Internal links to the defintion list (indicated with an *) provide more
in-depth explanations of the terms used in this paper.
Introduction:
In recent years, Geographic Information System (GIS*) technology has become more universal. The
appearance of desktop, icon-based products has meant that the general
population will be more likely to use geospatial
data* and GIS technology (Strasser, p. 278). But even as the software
becomes easier to apply, GIS users are faced with the greater obstacle of
obtaining the digital formats of the spatial data they require to perform
their work (Strasser, p. 281).
The goal of my Digital Library Associate (DLA) project is to encourage the use of geospatial data by facilitating access to certain digital datasets at the Univeristy of Michigan Map Library. Specifically, I created a simple interface* for using a GIS to convert Michigan land use data* into a GIS-ready* format. The program I created, called the Michigan Land Use Data Automation and Dissemination Project (MLDADP), displays a menu-interface from which Map Library patrons can customize data selection. (For a visual example of the menu interface, see interface images.) MLDADP serves as a model for two levels of application: enhancing general access to geospatial data at the University of Michigan, and promoting public access (for non-GIS experts) to this information on a larger scale, through the Internet.
Finding published material which discusses "access to digital spatial
data" is very difficult.

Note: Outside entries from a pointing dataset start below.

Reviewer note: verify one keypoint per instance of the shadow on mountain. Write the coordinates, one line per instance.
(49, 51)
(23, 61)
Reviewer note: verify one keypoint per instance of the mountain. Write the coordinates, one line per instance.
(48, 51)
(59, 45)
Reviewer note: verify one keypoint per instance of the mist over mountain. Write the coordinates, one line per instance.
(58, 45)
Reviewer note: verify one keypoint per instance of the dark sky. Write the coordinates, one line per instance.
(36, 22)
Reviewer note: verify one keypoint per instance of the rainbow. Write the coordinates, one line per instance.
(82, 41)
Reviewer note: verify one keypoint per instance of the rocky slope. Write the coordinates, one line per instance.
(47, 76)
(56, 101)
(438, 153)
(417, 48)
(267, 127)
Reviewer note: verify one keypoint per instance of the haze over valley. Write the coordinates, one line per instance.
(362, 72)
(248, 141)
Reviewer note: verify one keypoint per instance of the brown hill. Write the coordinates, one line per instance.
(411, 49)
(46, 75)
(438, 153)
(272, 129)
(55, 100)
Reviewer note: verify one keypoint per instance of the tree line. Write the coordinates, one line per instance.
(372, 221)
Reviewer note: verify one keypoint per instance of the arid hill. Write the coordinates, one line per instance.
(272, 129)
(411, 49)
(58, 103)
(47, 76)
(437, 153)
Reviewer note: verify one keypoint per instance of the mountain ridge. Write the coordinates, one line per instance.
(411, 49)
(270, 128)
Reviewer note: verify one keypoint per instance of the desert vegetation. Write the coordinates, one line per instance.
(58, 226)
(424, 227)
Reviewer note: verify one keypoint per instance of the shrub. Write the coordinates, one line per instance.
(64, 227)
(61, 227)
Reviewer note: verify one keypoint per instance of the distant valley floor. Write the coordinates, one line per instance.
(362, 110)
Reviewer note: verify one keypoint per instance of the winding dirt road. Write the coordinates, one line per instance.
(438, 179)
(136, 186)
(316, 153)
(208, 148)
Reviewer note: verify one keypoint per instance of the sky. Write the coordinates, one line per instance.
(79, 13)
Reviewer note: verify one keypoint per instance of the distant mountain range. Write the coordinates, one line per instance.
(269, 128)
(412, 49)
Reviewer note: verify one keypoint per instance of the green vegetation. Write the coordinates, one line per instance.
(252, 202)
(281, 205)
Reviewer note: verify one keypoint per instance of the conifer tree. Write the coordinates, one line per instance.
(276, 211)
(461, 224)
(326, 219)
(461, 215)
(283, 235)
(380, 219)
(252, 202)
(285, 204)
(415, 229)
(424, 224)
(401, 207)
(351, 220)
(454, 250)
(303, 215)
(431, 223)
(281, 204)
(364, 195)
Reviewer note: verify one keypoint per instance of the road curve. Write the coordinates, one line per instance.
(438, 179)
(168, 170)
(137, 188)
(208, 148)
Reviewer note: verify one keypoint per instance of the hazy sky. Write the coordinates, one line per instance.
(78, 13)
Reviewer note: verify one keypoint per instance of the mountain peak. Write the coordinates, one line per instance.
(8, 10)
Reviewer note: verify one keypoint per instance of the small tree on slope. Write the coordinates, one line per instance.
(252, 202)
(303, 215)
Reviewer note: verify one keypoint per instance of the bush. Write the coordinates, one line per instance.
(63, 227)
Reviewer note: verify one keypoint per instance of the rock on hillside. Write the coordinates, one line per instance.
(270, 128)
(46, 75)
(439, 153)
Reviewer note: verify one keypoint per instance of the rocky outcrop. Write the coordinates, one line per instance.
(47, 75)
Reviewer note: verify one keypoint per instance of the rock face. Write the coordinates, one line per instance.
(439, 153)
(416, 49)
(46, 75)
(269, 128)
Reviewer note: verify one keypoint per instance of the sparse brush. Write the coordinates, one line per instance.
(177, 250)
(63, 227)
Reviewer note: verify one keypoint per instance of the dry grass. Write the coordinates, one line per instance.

The amount of digital information available on
the Internet is constantly expanding, and at a rapid pace. As Bergen
notes (p. 306), the World Wide Web's interactive capabilities make it an
appropriate forum for data distribution. Consequently, the medium of the
Web is the most useful repository for networking geospatial data and for
obtaining information about this process.
Examples of Web sites providing access to geospatial data.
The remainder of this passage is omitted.